The government’s countercyclical measures were hinged on a three-pronged strategy of promoting social assistance, economic diversification toward strengthening the non-oil sector, and employment generation. The program financed by ADB’s CSF accorded with the objectives of the CSF policy to provide budget support to developing member countries undertaking fiscal stimulus during an economic crisis through a countercyclical development expenditure program to make up for “lost aggregate demand.” It was expected to result in sustained broad-based inclusive growth as impact, and the introduction of expenditures for fiscal stimulus as outcome.
Four outputs were lined up to achieve the program’s intended impact and outcome: (i) social safety net to citizens provided, (ii) social housing facilitated, (iii) additional jobs generated, and (iv) specific structural reforms identified and initiated.
Numerous measures ─ such as a 10% increase in the wages of public employees in select sectors; fixing the minimum pension at 110 manats (about $60) per month; and an increase of 10% in social benefits, health benefits, and food allowances ─ were implemented. The State Agency for Housing Construction and construction of the first multistory residential building, under a limited liability company, commenced in December 2016 and due for completion in 2019. Construction work under several other housing projects also started in 2017, and helped create jobs and expand economic activities.
An agency to support rural family businesses in production and branding and promoting their products was formed. A self-employment program was also piloted, alongside the creation of numerous contractual jobs in state-owned enterprises. Tax and customs incentives were implemented, and one-stop windows were expanded to support private sector activities. Investment certificates were issued to investors in selected regions, entitling them to a 50% reduction in income taxes, value-added tax-free importation of technological equipment, and exemption from property or land taxes.

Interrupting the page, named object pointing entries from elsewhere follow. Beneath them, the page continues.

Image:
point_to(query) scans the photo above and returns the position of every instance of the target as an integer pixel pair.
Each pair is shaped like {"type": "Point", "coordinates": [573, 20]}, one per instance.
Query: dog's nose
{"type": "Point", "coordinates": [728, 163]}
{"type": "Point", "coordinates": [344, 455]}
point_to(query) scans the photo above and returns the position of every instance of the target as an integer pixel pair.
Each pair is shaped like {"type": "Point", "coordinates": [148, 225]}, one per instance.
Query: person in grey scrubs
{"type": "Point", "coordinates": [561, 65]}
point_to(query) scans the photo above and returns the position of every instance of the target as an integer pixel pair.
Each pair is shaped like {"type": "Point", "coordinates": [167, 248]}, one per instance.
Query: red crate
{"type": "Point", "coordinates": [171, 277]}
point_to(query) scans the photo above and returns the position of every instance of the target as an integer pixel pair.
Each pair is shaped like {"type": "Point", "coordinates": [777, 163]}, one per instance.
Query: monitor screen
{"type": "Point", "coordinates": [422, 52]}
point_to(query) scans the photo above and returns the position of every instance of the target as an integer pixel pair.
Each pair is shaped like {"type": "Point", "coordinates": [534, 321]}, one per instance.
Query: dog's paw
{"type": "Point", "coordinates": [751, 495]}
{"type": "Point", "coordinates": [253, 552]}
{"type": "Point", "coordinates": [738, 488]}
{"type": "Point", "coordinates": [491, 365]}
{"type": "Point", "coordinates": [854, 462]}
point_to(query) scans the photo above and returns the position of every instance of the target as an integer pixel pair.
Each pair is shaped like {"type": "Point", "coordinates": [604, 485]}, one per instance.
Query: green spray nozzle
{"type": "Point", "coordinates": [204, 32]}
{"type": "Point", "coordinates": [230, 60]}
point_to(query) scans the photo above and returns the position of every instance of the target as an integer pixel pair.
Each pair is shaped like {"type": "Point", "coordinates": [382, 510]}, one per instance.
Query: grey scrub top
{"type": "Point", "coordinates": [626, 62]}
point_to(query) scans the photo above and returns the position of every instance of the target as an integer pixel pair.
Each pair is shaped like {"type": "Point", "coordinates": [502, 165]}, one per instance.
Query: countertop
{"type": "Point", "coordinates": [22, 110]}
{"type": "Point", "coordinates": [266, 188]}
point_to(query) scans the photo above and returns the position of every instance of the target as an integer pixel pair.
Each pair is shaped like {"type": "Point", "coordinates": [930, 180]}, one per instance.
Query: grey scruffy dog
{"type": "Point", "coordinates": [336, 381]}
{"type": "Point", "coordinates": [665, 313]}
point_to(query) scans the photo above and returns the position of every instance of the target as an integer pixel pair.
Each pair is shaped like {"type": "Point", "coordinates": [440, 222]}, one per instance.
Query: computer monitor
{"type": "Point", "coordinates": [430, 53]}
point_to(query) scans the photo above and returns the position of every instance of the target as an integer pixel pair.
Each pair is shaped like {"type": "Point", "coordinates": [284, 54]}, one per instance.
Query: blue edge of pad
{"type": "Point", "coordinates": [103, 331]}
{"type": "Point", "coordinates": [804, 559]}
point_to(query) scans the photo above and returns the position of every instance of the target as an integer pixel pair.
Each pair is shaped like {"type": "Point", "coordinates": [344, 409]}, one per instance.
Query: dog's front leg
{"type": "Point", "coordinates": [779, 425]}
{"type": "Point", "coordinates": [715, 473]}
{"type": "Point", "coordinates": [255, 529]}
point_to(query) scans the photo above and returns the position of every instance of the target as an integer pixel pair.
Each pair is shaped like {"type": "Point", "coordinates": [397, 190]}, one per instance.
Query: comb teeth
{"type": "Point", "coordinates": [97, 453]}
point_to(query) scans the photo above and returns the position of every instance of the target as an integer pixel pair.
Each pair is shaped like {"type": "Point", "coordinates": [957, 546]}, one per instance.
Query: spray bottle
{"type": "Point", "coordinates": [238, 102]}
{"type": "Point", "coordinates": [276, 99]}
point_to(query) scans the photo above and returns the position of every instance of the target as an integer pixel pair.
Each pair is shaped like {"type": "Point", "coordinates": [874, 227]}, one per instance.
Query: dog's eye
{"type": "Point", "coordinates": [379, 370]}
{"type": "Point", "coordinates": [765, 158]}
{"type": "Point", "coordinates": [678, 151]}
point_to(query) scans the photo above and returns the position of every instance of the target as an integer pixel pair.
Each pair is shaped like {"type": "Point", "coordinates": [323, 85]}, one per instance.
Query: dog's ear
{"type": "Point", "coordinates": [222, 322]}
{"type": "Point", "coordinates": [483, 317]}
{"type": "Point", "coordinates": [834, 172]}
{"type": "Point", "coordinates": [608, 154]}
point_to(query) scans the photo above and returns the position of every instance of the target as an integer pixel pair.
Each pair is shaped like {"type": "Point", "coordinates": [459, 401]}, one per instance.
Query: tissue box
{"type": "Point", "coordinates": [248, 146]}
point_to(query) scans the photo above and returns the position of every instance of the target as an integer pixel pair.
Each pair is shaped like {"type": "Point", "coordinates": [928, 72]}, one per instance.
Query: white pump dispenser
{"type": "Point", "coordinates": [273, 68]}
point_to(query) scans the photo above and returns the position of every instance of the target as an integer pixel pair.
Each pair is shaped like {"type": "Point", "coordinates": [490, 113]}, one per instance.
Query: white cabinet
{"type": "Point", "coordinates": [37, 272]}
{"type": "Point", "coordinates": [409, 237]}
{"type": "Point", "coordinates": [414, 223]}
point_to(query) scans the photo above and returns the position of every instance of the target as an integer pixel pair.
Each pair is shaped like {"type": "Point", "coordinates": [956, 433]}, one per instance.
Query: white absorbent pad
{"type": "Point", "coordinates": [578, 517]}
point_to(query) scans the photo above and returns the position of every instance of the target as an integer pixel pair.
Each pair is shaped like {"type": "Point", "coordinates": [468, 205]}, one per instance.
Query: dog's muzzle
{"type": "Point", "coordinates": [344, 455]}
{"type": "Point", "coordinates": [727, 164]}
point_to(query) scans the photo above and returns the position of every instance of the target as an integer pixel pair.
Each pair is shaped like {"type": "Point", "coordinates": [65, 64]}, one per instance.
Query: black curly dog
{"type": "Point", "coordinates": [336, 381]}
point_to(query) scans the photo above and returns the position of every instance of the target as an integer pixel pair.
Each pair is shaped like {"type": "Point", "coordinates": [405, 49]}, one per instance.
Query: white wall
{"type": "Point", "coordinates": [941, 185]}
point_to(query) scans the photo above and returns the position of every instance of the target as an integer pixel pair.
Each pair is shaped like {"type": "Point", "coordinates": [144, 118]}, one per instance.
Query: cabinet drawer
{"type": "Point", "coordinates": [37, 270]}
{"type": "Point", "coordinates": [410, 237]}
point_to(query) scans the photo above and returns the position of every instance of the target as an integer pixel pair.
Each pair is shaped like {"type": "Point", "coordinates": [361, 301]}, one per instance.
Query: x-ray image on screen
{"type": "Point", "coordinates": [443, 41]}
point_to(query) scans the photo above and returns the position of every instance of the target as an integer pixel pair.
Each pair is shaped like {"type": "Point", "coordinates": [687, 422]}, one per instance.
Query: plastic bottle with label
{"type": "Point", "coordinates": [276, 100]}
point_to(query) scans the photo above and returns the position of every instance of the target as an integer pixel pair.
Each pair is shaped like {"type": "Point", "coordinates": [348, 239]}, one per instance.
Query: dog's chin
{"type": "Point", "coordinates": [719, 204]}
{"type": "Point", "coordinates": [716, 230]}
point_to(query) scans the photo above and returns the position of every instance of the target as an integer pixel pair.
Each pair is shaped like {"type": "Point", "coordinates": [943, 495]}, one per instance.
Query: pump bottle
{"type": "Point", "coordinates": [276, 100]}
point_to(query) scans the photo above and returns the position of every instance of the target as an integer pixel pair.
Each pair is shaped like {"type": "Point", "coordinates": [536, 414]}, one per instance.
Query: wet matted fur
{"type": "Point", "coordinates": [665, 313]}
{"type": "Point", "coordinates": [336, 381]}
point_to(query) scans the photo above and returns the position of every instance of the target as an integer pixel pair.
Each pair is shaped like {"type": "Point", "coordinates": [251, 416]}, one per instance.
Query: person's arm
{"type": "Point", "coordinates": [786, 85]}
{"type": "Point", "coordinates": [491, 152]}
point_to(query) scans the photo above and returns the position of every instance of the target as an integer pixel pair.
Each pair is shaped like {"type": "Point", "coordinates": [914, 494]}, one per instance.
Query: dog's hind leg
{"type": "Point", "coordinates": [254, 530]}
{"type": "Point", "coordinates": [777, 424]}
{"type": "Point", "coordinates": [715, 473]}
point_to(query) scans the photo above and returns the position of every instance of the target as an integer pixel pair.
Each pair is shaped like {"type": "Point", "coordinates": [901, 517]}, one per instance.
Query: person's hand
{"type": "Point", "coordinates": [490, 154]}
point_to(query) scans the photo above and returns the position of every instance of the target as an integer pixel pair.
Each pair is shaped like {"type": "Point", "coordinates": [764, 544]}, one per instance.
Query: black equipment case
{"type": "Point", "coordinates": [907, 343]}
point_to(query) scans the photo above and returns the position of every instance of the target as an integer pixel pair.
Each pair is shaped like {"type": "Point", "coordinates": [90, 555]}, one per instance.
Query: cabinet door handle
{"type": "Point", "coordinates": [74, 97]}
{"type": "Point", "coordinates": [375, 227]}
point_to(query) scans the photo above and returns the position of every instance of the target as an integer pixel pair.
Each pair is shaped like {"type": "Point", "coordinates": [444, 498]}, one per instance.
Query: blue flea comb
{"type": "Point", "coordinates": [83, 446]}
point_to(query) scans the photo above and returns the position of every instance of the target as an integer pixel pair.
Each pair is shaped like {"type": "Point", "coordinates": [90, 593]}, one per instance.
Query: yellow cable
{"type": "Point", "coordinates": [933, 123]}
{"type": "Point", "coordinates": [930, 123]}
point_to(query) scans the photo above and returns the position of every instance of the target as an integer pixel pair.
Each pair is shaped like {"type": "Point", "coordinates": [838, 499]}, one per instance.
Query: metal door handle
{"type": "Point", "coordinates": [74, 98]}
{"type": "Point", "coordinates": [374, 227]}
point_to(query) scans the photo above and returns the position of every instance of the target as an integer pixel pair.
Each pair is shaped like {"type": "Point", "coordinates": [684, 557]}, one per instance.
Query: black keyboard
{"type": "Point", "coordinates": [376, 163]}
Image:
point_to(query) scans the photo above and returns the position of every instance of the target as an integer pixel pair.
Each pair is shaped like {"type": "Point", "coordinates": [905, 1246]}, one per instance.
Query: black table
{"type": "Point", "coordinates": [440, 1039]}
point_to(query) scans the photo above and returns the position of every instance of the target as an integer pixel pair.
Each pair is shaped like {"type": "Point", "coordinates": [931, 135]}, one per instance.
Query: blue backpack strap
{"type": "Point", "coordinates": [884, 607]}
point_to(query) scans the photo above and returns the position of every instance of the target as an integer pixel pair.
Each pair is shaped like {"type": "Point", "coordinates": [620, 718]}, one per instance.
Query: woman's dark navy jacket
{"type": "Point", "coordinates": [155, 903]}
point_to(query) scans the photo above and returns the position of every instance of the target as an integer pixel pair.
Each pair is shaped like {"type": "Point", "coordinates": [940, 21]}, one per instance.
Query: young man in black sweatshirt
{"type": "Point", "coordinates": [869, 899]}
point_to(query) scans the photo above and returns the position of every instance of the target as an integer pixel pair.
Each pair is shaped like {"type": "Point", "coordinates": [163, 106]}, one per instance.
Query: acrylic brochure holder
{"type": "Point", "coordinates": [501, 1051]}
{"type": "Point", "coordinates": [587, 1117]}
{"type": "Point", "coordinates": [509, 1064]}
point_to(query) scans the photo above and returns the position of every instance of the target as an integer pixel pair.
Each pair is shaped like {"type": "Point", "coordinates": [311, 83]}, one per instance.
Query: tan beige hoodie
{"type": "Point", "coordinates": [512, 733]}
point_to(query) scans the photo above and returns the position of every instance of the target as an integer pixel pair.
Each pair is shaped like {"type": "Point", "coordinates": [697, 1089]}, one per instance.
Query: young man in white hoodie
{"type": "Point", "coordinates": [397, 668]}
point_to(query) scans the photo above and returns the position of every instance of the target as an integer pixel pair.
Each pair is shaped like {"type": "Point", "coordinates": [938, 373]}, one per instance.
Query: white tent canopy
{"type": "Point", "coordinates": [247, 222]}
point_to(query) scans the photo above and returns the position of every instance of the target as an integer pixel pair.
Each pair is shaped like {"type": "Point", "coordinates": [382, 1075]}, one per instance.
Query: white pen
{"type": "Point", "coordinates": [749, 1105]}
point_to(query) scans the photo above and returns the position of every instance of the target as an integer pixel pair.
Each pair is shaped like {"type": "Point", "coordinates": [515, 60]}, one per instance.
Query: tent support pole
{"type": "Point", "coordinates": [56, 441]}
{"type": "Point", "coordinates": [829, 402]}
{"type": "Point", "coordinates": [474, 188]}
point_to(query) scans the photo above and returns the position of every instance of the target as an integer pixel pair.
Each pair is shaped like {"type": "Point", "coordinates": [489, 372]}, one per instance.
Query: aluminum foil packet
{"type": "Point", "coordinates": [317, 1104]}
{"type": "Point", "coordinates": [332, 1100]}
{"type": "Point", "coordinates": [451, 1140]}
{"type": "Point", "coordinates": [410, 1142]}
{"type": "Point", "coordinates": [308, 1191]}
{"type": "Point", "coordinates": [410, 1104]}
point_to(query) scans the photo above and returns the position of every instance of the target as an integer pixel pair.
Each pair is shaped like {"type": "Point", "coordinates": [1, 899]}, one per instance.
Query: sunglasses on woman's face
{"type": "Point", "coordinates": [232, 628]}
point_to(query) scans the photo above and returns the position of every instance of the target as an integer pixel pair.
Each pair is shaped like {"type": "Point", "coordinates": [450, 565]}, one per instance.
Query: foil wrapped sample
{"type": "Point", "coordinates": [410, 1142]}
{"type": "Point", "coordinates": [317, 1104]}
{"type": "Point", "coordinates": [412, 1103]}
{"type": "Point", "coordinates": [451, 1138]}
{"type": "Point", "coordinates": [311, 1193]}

The program’s countercyclical measures played a crucial role in protecting the vulnerable from the shocks of an economic recession and assisted the government in greatly reducing the debilitating effects of the crisis. The recession ended in 2017 as higher oil prices and gains in services and agriculture offset a decline in industry and returned the current account balance to surplus. The countercyclical efforts and the oil price recovery helped stabilize the macroeconomy and brought a return to growth in 2018. Economic growth was forecast to rise from 0.1% in 2017 and 1.4% in 2018 to 2% in 2019. This growth is to be driven by non-oil sector expansion, revival of oil prices, a return to growth in key regional trading partners, and the start of production in Shah Deniz II, a new gas field and one of the largest in the world.
Due to the government’s countercyclical measures and the economic growth they propelled, poverty declined to 5.4% in 2017. While inflation accelerated in December 2016, it tapered by the end of 2017 and stabilized below 3.5% from early-2018 onwards. Overall, ADB’s assistance was thus effective in reducing the fiscal and monetary risks in the short term. While it is too early to assess the full impact of the program, it is evident that the program helped build the foundation for the pursuit of structural reforms that can deliver inclusive and sustained growth to the country. The program was executed by the Ministry of Finance.